現在、盛岡市とビクトリア市は新渡戸を縁として姉妹都市となっています。ビクトリア市の太平洋を望む丘には、盛岡の岩手公園にある記念碑と同じものがたてられています。
昔々、現在の十和田市のある「三本木原台地」は、街道の目印として植えられた所々の松があるだけの、水も無い草ぼうぼうの荒野でした。 ここに開拓の鍬を入れたのは、彼の祖父・南部藩士、新渡戸伝(つとう)でした。

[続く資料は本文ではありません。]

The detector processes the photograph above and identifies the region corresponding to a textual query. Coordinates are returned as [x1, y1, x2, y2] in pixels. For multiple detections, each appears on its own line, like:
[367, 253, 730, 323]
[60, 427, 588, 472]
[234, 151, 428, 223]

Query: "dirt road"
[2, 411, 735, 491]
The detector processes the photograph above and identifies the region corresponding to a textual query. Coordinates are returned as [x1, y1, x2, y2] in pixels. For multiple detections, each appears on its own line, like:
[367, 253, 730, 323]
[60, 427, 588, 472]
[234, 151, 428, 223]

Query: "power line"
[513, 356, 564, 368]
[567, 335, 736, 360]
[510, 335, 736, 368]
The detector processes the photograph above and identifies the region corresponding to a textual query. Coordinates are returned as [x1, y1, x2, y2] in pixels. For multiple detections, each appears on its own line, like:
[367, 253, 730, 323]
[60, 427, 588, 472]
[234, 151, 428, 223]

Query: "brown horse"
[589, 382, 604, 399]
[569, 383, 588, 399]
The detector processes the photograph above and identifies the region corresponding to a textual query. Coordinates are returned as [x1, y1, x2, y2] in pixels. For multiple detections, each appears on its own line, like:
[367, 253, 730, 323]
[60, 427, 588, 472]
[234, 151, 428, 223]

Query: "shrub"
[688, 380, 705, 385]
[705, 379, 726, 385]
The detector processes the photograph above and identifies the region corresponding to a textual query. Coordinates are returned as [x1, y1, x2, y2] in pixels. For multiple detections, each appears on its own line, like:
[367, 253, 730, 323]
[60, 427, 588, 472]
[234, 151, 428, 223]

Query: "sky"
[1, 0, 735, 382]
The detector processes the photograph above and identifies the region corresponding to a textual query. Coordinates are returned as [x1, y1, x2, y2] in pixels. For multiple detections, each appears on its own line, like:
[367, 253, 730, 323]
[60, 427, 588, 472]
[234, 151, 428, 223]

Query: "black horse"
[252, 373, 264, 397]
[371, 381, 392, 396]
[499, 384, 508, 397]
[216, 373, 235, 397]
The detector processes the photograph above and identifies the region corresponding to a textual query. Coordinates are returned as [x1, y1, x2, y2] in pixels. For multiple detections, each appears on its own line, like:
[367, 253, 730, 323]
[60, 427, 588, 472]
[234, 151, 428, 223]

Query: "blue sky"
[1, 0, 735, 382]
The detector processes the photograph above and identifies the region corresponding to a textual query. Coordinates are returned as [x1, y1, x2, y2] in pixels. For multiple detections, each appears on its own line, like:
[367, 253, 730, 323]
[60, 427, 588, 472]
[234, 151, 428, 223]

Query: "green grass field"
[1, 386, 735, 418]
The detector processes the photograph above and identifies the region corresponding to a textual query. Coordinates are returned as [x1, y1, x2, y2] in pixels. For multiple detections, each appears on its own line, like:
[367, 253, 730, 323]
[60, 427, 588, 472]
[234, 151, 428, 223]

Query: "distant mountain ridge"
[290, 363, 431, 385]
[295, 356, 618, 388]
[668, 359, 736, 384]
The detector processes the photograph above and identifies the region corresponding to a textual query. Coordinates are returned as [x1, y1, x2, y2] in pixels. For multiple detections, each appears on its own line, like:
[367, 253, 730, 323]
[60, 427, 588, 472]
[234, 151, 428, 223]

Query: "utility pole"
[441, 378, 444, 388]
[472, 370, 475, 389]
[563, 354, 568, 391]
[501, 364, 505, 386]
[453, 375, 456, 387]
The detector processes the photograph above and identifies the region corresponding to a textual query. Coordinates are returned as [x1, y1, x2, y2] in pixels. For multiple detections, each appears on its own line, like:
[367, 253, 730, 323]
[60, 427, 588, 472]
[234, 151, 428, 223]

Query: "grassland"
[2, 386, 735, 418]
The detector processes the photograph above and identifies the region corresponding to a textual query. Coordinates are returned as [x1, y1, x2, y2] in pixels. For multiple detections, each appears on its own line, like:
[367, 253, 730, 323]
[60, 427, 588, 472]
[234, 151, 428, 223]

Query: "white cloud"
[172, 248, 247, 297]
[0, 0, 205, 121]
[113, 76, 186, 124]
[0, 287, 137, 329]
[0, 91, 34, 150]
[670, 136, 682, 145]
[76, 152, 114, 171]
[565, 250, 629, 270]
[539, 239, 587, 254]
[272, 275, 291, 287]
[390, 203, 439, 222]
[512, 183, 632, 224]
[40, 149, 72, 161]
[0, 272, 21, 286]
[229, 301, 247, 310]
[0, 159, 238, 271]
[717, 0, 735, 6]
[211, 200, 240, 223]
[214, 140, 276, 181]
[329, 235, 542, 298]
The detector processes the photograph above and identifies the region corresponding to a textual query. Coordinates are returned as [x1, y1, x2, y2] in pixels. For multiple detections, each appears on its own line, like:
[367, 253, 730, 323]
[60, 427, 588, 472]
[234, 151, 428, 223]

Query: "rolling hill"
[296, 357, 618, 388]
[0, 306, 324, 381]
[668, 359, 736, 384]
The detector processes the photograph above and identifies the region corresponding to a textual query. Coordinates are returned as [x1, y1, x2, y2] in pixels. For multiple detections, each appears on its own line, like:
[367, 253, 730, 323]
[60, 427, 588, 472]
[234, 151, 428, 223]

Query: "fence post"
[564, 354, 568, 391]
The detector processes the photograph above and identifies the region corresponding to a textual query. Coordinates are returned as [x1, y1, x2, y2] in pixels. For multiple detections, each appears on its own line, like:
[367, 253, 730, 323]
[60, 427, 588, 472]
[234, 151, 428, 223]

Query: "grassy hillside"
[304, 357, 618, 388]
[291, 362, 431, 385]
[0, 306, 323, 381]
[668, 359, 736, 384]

曾祖父の維民は仕事上の失敗によってこの地に流されたのですが、その息子の伝は藩の勘定奉行を務めてこの地を開拓、。周辺農民の大いなる労役や優れた土木技術の導入などもあり、ついに安政六年、稲生川(いなおいがわ)に通水成功! 続いて開田をすすめ、また、当時としては画期的な都市計画と言える、幅広い道を持った「碁盤の目」の市街地を造成しました。これは、ほとんどこのまま現在の市街地になっています。
これほど大きな活躍をした人がお札になるまで全く一般に知られていなかったというのは、非常に不思議なことなのですが、彼が活動した時代の日本は戦争への道をひた走っており、逆に、このような国際人の存在は当時の軍部にはあまり嬉しくなかったためではないかと思われています。